PhRMA’s 2016 dark-money contributions included $150,000 to Americans for Prosperity, a conservative group associated with billionaires Charles and David Koch. Their group has already signaled it will be active in November’s elections, running attack ads against Sen. Jon Tester, a vulnerable Montana Democrat, for not supporting ACA repeal.
PhRMA also gave $50,000 to Americans for Tax Reform, run by conservative anti-tax activist Grover Norquist.
PhRMA and other trade associations donate to such groups “to avoid attracting attention” amid the political fray, said Bruce Freed, president of the Center for Political Accountability, which seeks to shed light on corporate political spending. Nevertheless “they’re achieving their goals by giving money to these folks and helping elect members that are going to be in support of them.”
Mostly smaller amounts went to centrist and liberal groups. Center Forward, which claims to seek bipartisan, common ground on drug policy and other issues, got $300,000 directly from PhRMA and another $179,000 from a PhRMA-backed group called the Campaign for Medical Discovery, according to tax filings.
Zirkelbach disputed the notion that PhRMA donations to AAN and other groups were intended to achieve specific goals, saying, “We seek to work with organizations we agree with as well as those where we have disagreements on public policy issues.”

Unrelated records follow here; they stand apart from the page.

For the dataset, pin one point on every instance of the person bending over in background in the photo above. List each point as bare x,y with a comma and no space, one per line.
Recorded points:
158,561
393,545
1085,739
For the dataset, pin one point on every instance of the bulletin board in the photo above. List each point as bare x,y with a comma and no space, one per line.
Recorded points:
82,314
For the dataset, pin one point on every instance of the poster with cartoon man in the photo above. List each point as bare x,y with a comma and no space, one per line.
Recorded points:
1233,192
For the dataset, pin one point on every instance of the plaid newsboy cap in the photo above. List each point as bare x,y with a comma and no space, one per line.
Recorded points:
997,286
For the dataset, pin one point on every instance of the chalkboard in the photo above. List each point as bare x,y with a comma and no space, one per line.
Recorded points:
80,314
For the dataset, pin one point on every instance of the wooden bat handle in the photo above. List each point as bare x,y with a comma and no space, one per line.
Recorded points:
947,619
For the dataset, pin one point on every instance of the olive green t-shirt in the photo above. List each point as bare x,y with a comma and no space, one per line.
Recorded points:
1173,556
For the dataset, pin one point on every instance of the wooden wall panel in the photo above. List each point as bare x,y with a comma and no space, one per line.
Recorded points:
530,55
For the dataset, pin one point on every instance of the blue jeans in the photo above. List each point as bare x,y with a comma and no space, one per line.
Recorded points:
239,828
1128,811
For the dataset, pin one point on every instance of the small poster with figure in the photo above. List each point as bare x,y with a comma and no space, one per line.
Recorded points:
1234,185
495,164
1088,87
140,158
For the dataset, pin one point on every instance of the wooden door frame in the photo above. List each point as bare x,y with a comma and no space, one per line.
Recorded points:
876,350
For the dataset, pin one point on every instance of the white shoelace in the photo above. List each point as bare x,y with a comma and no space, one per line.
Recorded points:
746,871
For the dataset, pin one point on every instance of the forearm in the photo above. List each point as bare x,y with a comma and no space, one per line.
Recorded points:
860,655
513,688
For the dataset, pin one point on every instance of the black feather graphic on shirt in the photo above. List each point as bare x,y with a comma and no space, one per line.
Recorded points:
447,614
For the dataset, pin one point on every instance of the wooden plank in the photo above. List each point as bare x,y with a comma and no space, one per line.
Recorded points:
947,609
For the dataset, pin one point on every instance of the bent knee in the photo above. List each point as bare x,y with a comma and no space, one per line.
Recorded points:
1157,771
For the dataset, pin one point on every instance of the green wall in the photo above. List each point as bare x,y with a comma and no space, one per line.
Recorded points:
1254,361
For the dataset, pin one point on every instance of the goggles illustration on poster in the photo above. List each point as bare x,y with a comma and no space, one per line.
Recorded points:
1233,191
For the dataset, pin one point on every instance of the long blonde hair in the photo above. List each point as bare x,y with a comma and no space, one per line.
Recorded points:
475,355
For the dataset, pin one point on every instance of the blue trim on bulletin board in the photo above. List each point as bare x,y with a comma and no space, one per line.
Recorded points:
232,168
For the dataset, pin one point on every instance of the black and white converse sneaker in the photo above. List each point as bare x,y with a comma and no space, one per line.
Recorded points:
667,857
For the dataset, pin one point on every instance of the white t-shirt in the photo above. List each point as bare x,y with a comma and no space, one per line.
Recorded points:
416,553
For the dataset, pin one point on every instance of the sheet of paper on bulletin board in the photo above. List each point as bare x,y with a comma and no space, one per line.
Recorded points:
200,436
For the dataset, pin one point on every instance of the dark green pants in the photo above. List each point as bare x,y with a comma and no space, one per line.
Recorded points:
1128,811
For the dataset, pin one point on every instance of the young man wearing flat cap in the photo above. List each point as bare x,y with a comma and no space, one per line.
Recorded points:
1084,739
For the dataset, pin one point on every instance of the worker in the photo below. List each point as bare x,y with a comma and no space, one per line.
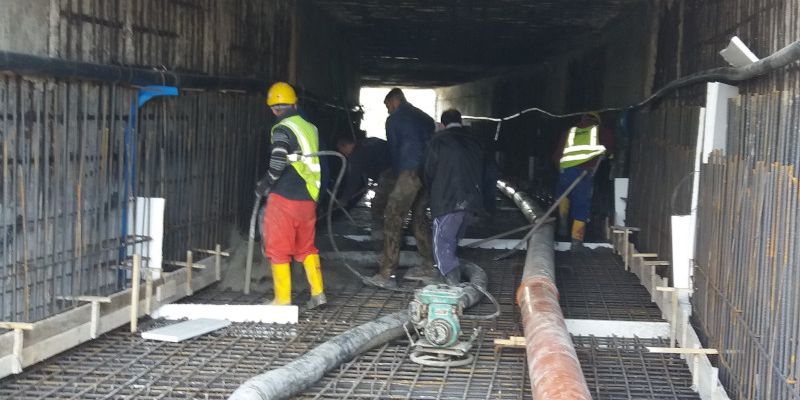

Much of the work by PhRMA-linked, dark-money groups touches health policy and harmonizes with PhRMA’s positions.
During debates over the tax overhaul, Center Forward worked to preserve a tax credit for researching rare-disease medicines known as orphan drugs. PhRMA took a similar stance, encouraging Congress “to maintain incentives” for rare-disease drugs.
AAN, which collected total contributions and grants of $14.6 million for fiscal 2016, launched a $2.6 million mass-mailing and ad campaign against letting Medicare lower drug prices through negotiations. PhRMA supported that stance, telling Healthline that such a measure could jeopardize seniors’ access to medicine and discourage companies from developing drugs.
Americans for Tax Reform ran similar ads in local markets opposing “price controls” on prescription drugs.
PhRMA’s dark-money allies push its agenda without disclosing its role, critics say.
PhRMA is “spending millions of dollars on politics every cycle, and they’re splitting it up between the state and federal level,” said Robert Maguire, political nonprofits investigator for the Center for Responsive Politics, which tracks political donations. “They’re just not running the political ads themselves,” which keeps their name off the product, he said.
A group called Caregiver Voices United, which got $720,000 from PhRMA in 2016, backed a secret effort to generate letters opposing a drug-transparency bill in Oregon. The campaign surfaced when an employee leaked phone-script documents to a lawmaker, as reported in February by The Register-Guard newspaper in Eugene.
Caregiver Voices United is “not influenced” by PhRMA or any other outside group, said John Schall, its president.
Dark-money groups received pharmaceutical industry money from individual companies as well, not just the PhRMA trade organization.
In 2016, Amgen gave $7,500 to Third Way, a center-left group that supports reimbursement for drugs and medical devices based on their results, according to the Center for Political Accountability. Johnson & Johnson gave $35,000 that year to the Republican Main Street Partnership, a 501(c)(4) that describes itself as a coalition of lawmakers committed to “conservative, pragmatic government,” the CPA data show.
But CPA’s research also reveals that many pharmaceutical companies don’t disclose donations made to 501(c)(4) organizations, nor are they legally required to.
Corporations “could dump millions into one of these (c)(4)s and nobody would ever know where it came from,” said Steven Billet, a former AT&T lobbyist who teaches PAC management at George Washington University.